Jarvis maintained that the judge could stick to the budget .
Jarvis contended that with his financial background and discipline, he could meet the budget set by county commissioners.
Jarvis disagreed with the judge’s position that there has been a “tsunami” of cases. He said he does not see in statistical information he obtained from the Texas Department of Family and Protective Services such a growth in cases for Smith County, although he said the caseload is “cyclical.”
“What it really appears to me is she is attempting to build a CPS organization in the 321st court and she’s using the excuse of a tsunami of cases to do that,” Jarvis said.

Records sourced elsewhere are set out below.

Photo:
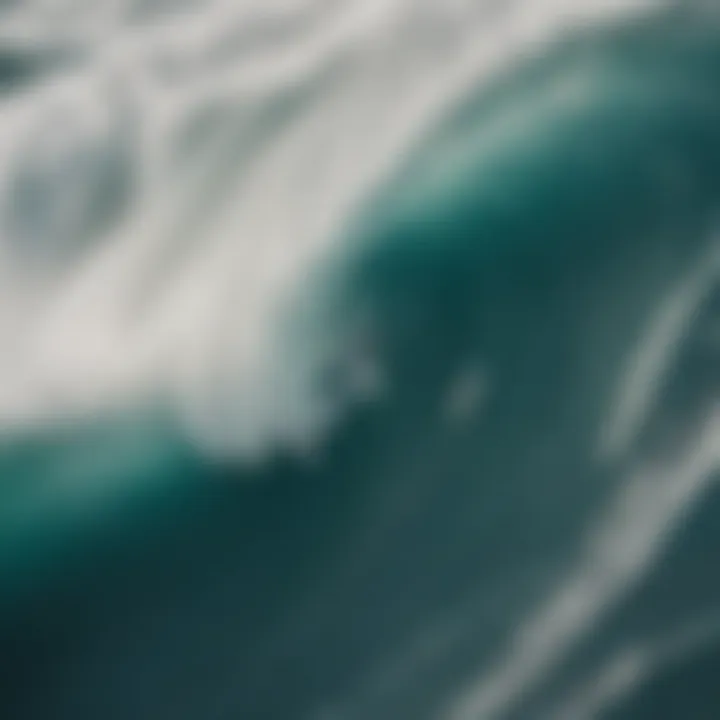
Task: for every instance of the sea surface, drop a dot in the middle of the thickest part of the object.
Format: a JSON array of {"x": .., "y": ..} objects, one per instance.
[{"x": 359, "y": 360}]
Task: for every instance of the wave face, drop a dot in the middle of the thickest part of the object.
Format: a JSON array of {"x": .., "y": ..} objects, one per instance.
[{"x": 359, "y": 360}]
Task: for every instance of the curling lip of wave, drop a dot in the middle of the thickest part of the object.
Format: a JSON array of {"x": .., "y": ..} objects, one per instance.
[{"x": 95, "y": 326}]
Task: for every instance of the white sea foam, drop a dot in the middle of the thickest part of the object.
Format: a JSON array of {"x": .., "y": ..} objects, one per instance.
[
  {"x": 628, "y": 536},
  {"x": 177, "y": 295}
]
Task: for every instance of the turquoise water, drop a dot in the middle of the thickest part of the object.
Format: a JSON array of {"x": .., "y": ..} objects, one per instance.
[{"x": 360, "y": 362}]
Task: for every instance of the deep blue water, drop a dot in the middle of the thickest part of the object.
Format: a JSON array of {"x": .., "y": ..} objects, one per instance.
[{"x": 475, "y": 474}]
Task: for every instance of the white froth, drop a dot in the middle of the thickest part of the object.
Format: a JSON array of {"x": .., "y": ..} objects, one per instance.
[{"x": 178, "y": 297}]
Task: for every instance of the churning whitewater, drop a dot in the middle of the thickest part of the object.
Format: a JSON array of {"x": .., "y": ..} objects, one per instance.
[{"x": 359, "y": 359}]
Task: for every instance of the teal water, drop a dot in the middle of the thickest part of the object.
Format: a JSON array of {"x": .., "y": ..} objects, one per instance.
[{"x": 468, "y": 472}]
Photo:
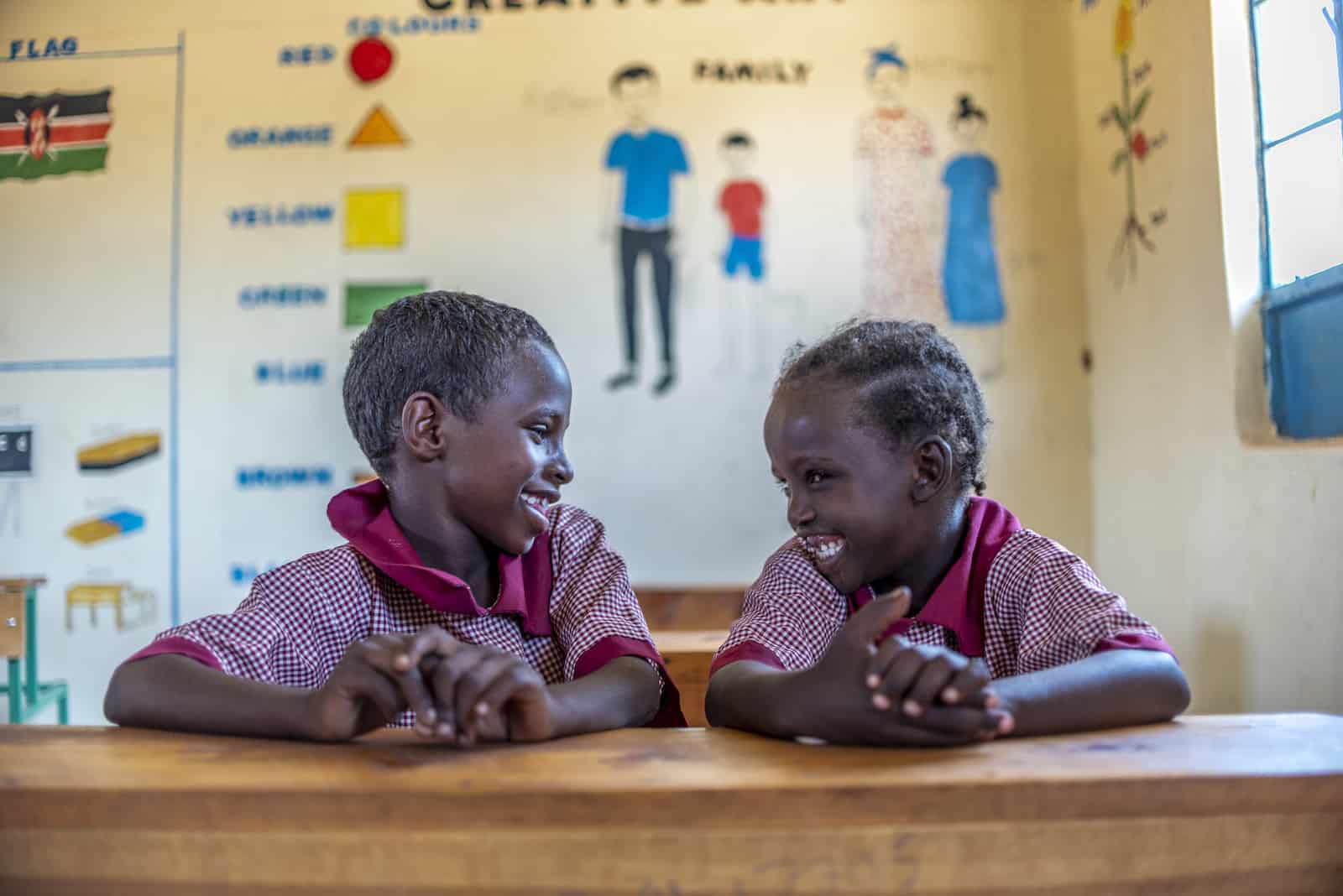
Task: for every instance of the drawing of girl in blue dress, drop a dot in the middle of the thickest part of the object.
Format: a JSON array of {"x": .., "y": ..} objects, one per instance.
[{"x": 970, "y": 266}]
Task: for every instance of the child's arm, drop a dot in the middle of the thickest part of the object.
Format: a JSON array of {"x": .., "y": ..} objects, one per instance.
[
  {"x": 180, "y": 694},
  {"x": 1103, "y": 691},
  {"x": 1079, "y": 658},
  {"x": 175, "y": 692},
  {"x": 837, "y": 701},
  {"x": 597, "y": 620}
]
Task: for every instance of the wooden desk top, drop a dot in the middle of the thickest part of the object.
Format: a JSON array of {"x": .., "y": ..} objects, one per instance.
[{"x": 1225, "y": 802}]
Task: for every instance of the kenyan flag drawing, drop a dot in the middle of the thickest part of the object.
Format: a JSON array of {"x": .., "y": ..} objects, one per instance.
[{"x": 42, "y": 136}]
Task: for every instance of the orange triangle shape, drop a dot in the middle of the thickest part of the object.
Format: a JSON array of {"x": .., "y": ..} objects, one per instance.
[{"x": 378, "y": 130}]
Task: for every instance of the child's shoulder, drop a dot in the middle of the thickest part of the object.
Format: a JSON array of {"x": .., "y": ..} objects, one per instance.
[
  {"x": 567, "y": 519},
  {"x": 332, "y": 570},
  {"x": 790, "y": 568},
  {"x": 1029, "y": 557}
]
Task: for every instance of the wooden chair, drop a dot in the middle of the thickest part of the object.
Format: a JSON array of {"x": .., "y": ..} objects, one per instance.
[{"x": 27, "y": 696}]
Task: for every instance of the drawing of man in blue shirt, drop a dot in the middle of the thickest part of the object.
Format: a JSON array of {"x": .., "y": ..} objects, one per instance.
[{"x": 646, "y": 160}]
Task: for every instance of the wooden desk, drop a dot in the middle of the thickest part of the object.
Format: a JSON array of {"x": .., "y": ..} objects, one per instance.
[
  {"x": 688, "y": 656},
  {"x": 1208, "y": 805}
]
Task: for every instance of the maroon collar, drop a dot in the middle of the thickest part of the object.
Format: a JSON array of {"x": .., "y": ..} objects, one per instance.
[
  {"x": 958, "y": 602},
  {"x": 364, "y": 518}
]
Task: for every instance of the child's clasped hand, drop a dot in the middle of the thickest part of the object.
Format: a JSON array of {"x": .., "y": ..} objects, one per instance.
[
  {"x": 868, "y": 690},
  {"x": 461, "y": 694}
]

Elaborating, Jarvis rephrased his position. He said the judge could not start a CPS agency in the court, but he thinks by having many attorneys and by being hands-on, she is not letting CPS do its job and she is trying to run how CPS does its job through her court, which causes extra work for attorneys as well as herself.
Jarvis said he sees the court wanting to take an active role in child protective services cases, which he said he thinks is improper.
Jarvis said the judge should give 30 percent of the attorney general cases back to the county court at law, which would give her court some relief, although he said that would not affect her budget.
But the judge’s expenditures for other attorneys have grown “way too much,” Jarvis said.
A lot of the budget overflow came from her paying hourly attorneys $100 an hour where other counties pay $50 to $75, Jarvis said. After he announced his candidacy, she cut the pay for hourly attorneys to $75, Jarvis said.
She arbitrarily limited contract attorneys to 40 cases, contributing to an overflow of cases, he added.
Jarvis charged that the judge is “mismanaging the court as far as the attorneys are concerned” and contended that he understands what the court is supposed to do.
Jarvis said the judge has an attorney assigned to conservator cases until a child is 18 and he does not think that should be done.
Jarvis questioned some of the judge’s decisions, saying it is disruptive for children for the judge to order parents to alternate living in a house for a week at the time in custody fights.
He also called disruptive and confusing the judge’s program to have children with the mom two days, the dad two days, the mom five days and the dad five days.
It is unfair to attorneys for the judge to set 30 to 40 cases at 9:30 a.m. and make them wait when she could stagger the cases, Jarvis said.
He added that he thinks the “drug court” is not effective or successful.